Enéias Xavier | Mágoas em litígio

Uma frase mal interpretada, e tudo se transforma em litígio. Basta a primeira fagulha de desconfiança para as teorias conspiratórias aflorarem

Uma frase mal interpretada pode se transformar em litígio

Jurei abatê-lo segundo as leis do duelo (ele ainda me deve esse tiro). Aleksandr Púchkin (1799-1937), considerado o pai da literatura russa moderna e um dos maiores poetas russos de todos os tempos, viveu no chamado Século de Ouro, dada a fertilidade literária. Curiosamente, faleceu precocemente, aos 37 anos, após ser ferido em um duelo. Em 1832, publicou o conto “O Tiro”, tendo como inspiração um episódio de sua vida.

No conto, alguns oficiais jantavam na casa de um ex-oficial, Silvio, homem enigmático e conhecido por suas habilidades com pistolas. Eles bebiam como de costume – ou seja, muitíssimo – e jogavam carteado. De repente, excitado pelo vinho, pelo jogo e pelos risos, um dos oficiais atirou um castiçal de cobre em direção a Silvio, que mal conseguiu se desviar. Não obstante o ataque, o protagonista evitou o confronto, influenciado por um episódio ocorrido seis anos antes, quando recebera uma bofetada de um inimigo ainda vivo.

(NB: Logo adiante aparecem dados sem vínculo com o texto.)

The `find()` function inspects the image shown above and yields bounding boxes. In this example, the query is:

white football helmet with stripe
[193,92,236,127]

Naquela ocasião, Silvio ainda servia no regimento, quando surgira por ali um jovem rico, ilustre, bem-sucedido com as mulheres e cuja convivência, da planície das conversações ordinárias aos anseios do coração, lhe despertava profundo ciúme. Um dia, para encurtar a história, ambos tiveram uma desavença daquelas que, à época, eram resolvidas em duelo.

No local marcado para o confronto, o opositor apareceu tranquilamente, segurando um quepe cheio de cerejas. Tirada a sorte, o primeiro tiro coube a ele, sempre o favorito da fortuna. Feita a pontaria, a bala trespassou o quepe de Silvio. Era então a sua vez, a vida do jovem finalmente em suas mãos:

— “Ele estava sob a mira da minha pistola, escolhendo dentro do quepe cerejas maduras e cuspindo fora os caroços, que chegavam até onde eu estava. Sua indiferença me enfureceu. O que adiantaria, pensei, privá-lo da vida, se ele próprio não lhe dá valor algum? Um pensamento perverso me veio à mente. Baixei a pistola”.

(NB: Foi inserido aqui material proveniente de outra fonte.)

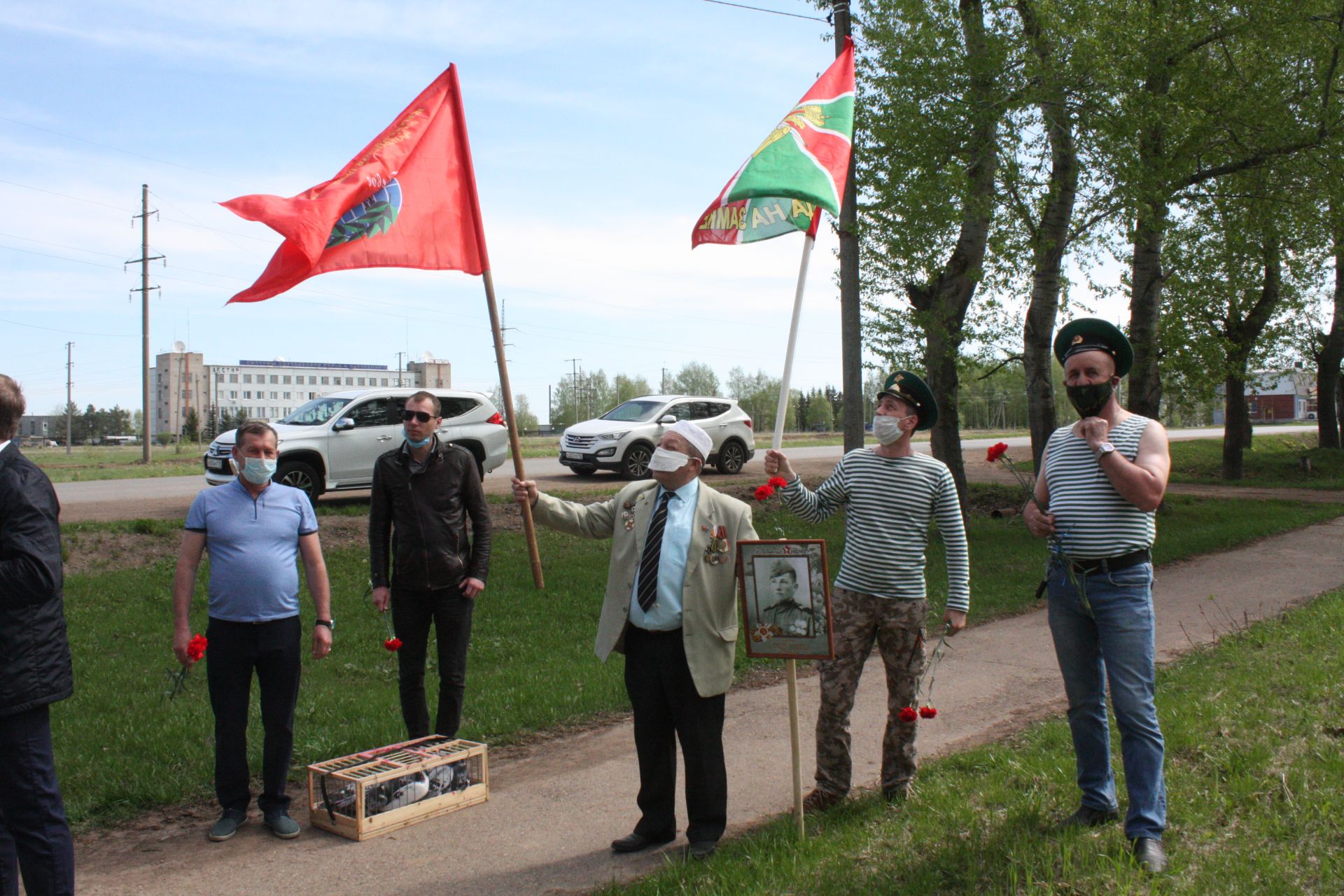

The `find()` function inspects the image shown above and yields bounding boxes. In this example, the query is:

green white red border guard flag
[691,38,853,248]
[223,66,491,302]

Desde então, apesar dos anos, da vida familiar e das obrigações domésticas, não houve um instante sequer em que Silvio não desejasse vingança, aguardando apenas o momento em que o jovem realmente valorizasse a própria existência. E um dia, esse dia chegou...

Ele recebeu uma carta anunciando que o jovem contrairia matrimônio, em Moscou, com uma moça encantadora:

— “Veremos se ele aceitará a morte antes do casamento com a mesma indiferença com que a esperou no episódio das cerejas!”

Silvio instalou-se em uma aldeia próxima, o que lhe permitiu acesso ao gabinete do agora conde. Ele era um homem repleto de pompa e circunstância. E assim, com todas as honras, recebeu seu ex-adversário em seu palácio. Silvio logo notou, entre os quadros suntuosos, os talheres de prata e o requinte das coisas finas, uma tela trespassada por uma bala: era a marca da ferida antiga do duelo juvenil que parecia latejar na memória da casa. O conde, que não o reconheceu, relatou-lhe o caso com vivo interesse. Após as primeiras formalidades, Silvio lhe indagou, com a voz já trêmula, se não o reconhecia. Diante da negativa, evidente sinal do tempo, a revelação aguou-lhe o gosto: “Silvio! Tenho direito a um tiro; venho para descarregar a minha pistola; estás pronto?”

Imediatamente a pistola saiu de seu bolso lateral, e os passos foram novamente medidos. Ao conde restava apenas contemplar o espetáculo na esperança de que o tiro fosse breve. Entretanto, Silvio teve uma ideia: propor um novo duelo, sugerindo, inclusive, que se lançasse a sorte outra vez para decidir quem atiraria primeiro. E, como se o destino tivesse predileções antigas, a fortuna voltou a sorrir ao conde. Puxado o gatilho, o estampido rompeu o silêncio apenas para se dissipar no vazio – dessa vez no ar, e não num quadro como na juventude. Agora, era a vez de Silvio. Porém, percebendo o sobressalto e o pavor da esposa de seu adversário, ele deixou cair a mão. Desarmado pela súbita clareza, decidiu não devolver a ofensa justamente no instante em que seus olhos se ofereciam ao espetáculo que por tantos anos esperara:

— “Estou satisfeito; vi o teu estado de confusão, o teu medo. Obriguei-te a atirar em mim, isso me basta. Vais lembrar-te de mim. Entrego-te à tua consciência”.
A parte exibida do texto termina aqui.